Compute Partial Derivative

So the goal is to compute the partial derivative \(\partial C \over \partial w\) and \(\partial C \over \partial b\). Using equations (1), (2), (3), (5) and chain rule, we can get this:

\begin{equation} {\partial C \over \partial a_l} = a_l - y \end{equation} \begin{equation} {\partial C \over \partial a_i} = {\partial C \over \partial a_{i+1}} {\partial a_{i+1} \over \partial \sigma} {\partial \sigma \over \partial z_{i+1}} {\partial z_{i+1} \over \partial a_i} = {\partial C \over \partial a_{i+1}} \odot {\sigma^{'}(z_{i+1})} w_i^{'} \end{equation} \begin{equation} {\partial C \over \partial w_i} = {\partial C \over \partial a_{i+1}} {\partial a_{i+1} \over \partial \sigma} {\partial \sigma \over \partial z_{i+1}} {\partial z_{i+1} \over \partial w_i} = a_i^{'} {\partial C \over \partial a_{i+1}} \odot {\sigma^{'}(z_{i+1})} \end{equation} \begin{equation} {\partial C \over \partial b_i} = {\partial C \over \partial a_{i+1}} {\partial a_{i+1} \over \partial \sigma} {\partial \sigma \over \partial z_{i+1}} {\partial z_{i+1} \over \partial b_i} = {\partial C \over \partial a_{i+1}} \odot {\sigma^{'}(z_{i+1})} \end{equation}

Note that we use \(\odot\) before \(\sigma^{'}\) is because function \(\sigma(z)\) is element wise.

We can find there are many same parts in these equations: \({\partial C \over \partial a_{i+1}} \odot {\sigma^{'}(z_{i+1})}\).

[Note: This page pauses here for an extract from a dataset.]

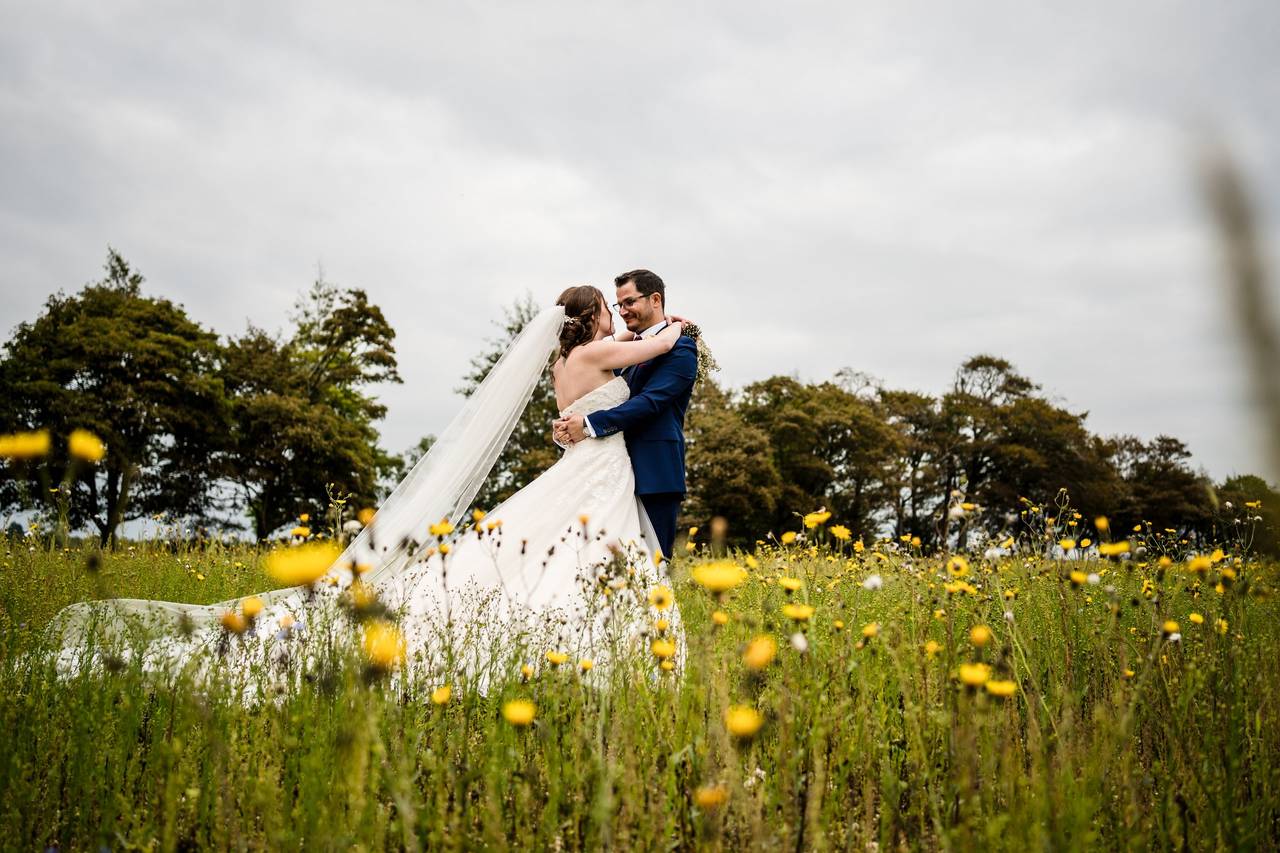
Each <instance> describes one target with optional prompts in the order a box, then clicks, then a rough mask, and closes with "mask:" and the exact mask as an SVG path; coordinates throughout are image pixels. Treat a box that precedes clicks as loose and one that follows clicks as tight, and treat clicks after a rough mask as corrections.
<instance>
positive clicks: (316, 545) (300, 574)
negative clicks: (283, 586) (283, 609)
mask: <svg viewBox="0 0 1280 853" xmlns="http://www.w3.org/2000/svg"><path fill="white" fill-rule="evenodd" d="M340 555H342V552H340V551H339V549H338V546H335V544H333V543H329V542H315V543H311V544H302V546H298V547H296V548H278V549H276V551H273V552H271V553H269V555H268V556H266V560H265V561H264V565H265V566H266V573H268V574H269V575H271V576H273V578H275V579H276V580H279V581H280V583H283V584H288V585H291V587H297V585H300V584H310V583H315V581H316V580H319V579H320V578H321V576H323V575H324V574H325V573H326V571H329V566H332V565H333V564H334V562H335V561H337V560H338V557H339V556H340Z"/></svg>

So we can define \(\delta_i = {\partial C \over \partial a_i} \odot {\sigma^{'}(z_i)}\), and rewrite these equations like this to avoid compute these parts many times:

\begin{equation} \delta_l = (a_l - y) \odot \sigma^{'}(z_l) \end{equation} \begin{equation} \delta_i = \delta_{i+1} w_i^{'} \odot \sigma^{'}(z_i) \end{equation} \begin{equation} {\partial C \over \partial w_i} = a_i^{'} \delta_{i+1} \end{equation} \begin{equation} {\partial C \over \partial b_i} = \delta_{i+1} \end{equation}

With these equations, we can write the back propagation algorithm easily.